McDonough referred repeatedly to graphic videos released Saturday showing what officials said was the aftermath of the Syrian poison gas attack in the Damascus suburbs. And he argued that the lack of a U.S. response would strengthen other American foes, including Iran.
“The question now is, for Congress to resolve this week is: Are there consequences for a dictator who would have used those weapons to gas to death hundreds of children?” McDonough asked during his appearance on “Fox News Sunday.” “The answer to that question . . . will be followed closely in Damascus, but will also be followed closely in Tehran, among Lebanese Hezbollah, and others. So, this is a very important week.”
In the past two weeks, according to officials, the administration has held discussions with at least 85 senators and more than 165 House members.
Much of the White House’s attention has focused on House Democrats, with McDonough, Biden and others holding conversations with members of the Progressive Caucus, members of the Hispanic Caucus and Jewish lawmakers.

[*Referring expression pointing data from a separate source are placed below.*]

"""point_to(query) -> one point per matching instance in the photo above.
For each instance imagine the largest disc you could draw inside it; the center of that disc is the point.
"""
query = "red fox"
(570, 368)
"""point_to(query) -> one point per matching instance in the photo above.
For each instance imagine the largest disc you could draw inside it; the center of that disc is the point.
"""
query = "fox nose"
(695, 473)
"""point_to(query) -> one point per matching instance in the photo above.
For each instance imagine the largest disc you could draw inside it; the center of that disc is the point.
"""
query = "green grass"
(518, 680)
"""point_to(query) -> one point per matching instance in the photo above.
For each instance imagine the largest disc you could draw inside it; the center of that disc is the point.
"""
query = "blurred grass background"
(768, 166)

National security adviser Susan E. Rice will meet this week with the Congressional Black Caucus.
Van Hollen said he participated in a three-hour session with Biden on Friday in the White House Situation Room aimed at persuading undecided Democrats.

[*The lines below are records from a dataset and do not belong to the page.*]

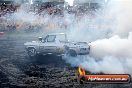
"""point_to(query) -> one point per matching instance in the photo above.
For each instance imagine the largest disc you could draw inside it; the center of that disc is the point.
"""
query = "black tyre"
(72, 53)
(31, 52)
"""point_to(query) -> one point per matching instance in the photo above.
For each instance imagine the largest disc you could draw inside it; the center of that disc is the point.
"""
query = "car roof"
(56, 34)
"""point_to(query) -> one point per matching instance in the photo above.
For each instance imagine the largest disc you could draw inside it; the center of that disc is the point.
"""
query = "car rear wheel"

But, Van Hollen said, challenges remain with Democrats. He pointed to concern among many on the left about language in the resolution approved last week by the Senate Foreign Relations Committee, and pushed by Sen. John McCain (R-Ariz.), describing U.S. policy as seeking to “change the momentum” of the Syria conflict and topple Assad. The intent was to give the Obama administration a broader hand in pursuing its military strategy in Syria.
“There are many of us who are very worried about the United States getting more entangled in the Syrian civil war,” said Van Hollen, who has co-sponsored an alternative resolution backing a more limited action.

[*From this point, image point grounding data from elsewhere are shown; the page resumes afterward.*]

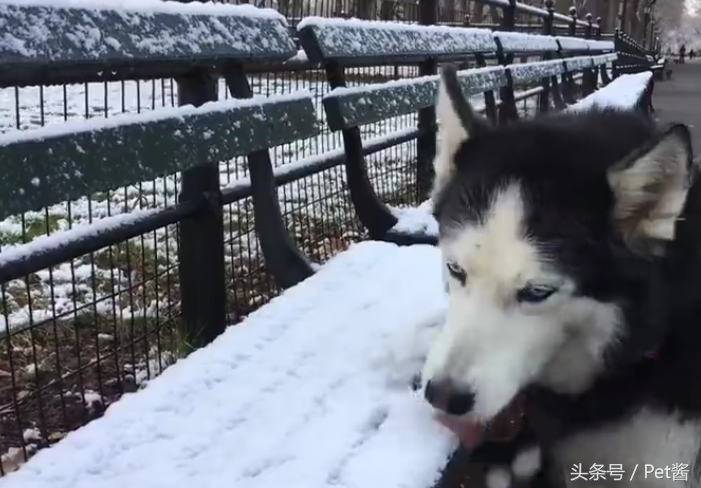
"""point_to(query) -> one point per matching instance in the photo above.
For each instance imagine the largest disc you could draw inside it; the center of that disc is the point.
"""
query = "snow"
(163, 113)
(416, 220)
(623, 92)
(370, 38)
(129, 29)
(311, 391)
(70, 286)
(604, 58)
(600, 45)
(465, 77)
(578, 63)
(521, 42)
(44, 244)
(150, 7)
(572, 43)
(523, 73)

Rep. Peter A. DeFazio (D-Ore.) wrote on his Facebook page Thursday that, despite a week of briefings from numerous top officials, including Rice, Secretary of State John F. Kerry and Gen. Martin Dempsey, chairman of the Joint Chiefs of Staff, “I am still not convinced of the wisdom of a U.S. missile strike in Syria.” He added on Twitter: “Tally from constituents calling my office, emailing, and writing about Syria: 1135 opposed to U.S. action, 18 for.”
The White House’s difficulties in Congress are evident in the latest Washington Post whip count. As of Sunday, 227 House members either opposed or leaned against military action, while 181 remained undecided and just 25 were in favor. Twenty-seven senators were opposed or leaning against, with 23 in favor and 50 undecided.
On Sunday, after hearing McDonough make the administration’s case, some Democrats remained wary.
Moments after McDonough spoke on NBC’s “Meet the Press,” Sen. Tom Udall (D-N.M.), who voted against the Senate resolution in last week’s Foreign Relations Committee meeting, said: “I haven’t changed my mind.”
Udall said he did not question the evidence of the chemical weapons attack — only whether the administration was choosing the best course of action.
“The American people don’t want to be embroiled in a Middle Eastern civil war,” Udall told NBC’s David Gregory. Udall added that the United States could take stronger diplomatic action, such as continuing to work for broader action by the United Nations. “I’m very disappointed that the administration has given up — they have given up on the United Nations and on rallying the world,” he said.
Rep. Loretta Sanchez (D-Calif.), saying she was leaning against supporting a military strike, said on NBC that she questioned the direct U.S. national security interest.
“I haven’t heard that Assad wants to use weapons against us,” she said. “I haven’t heard that he wants to use weapons against our allies, that he’s moving them to terrorist organizations. So I’m asking, where is the national security issue?”
Ed O’Keefe and Paul Kane contributed to this report.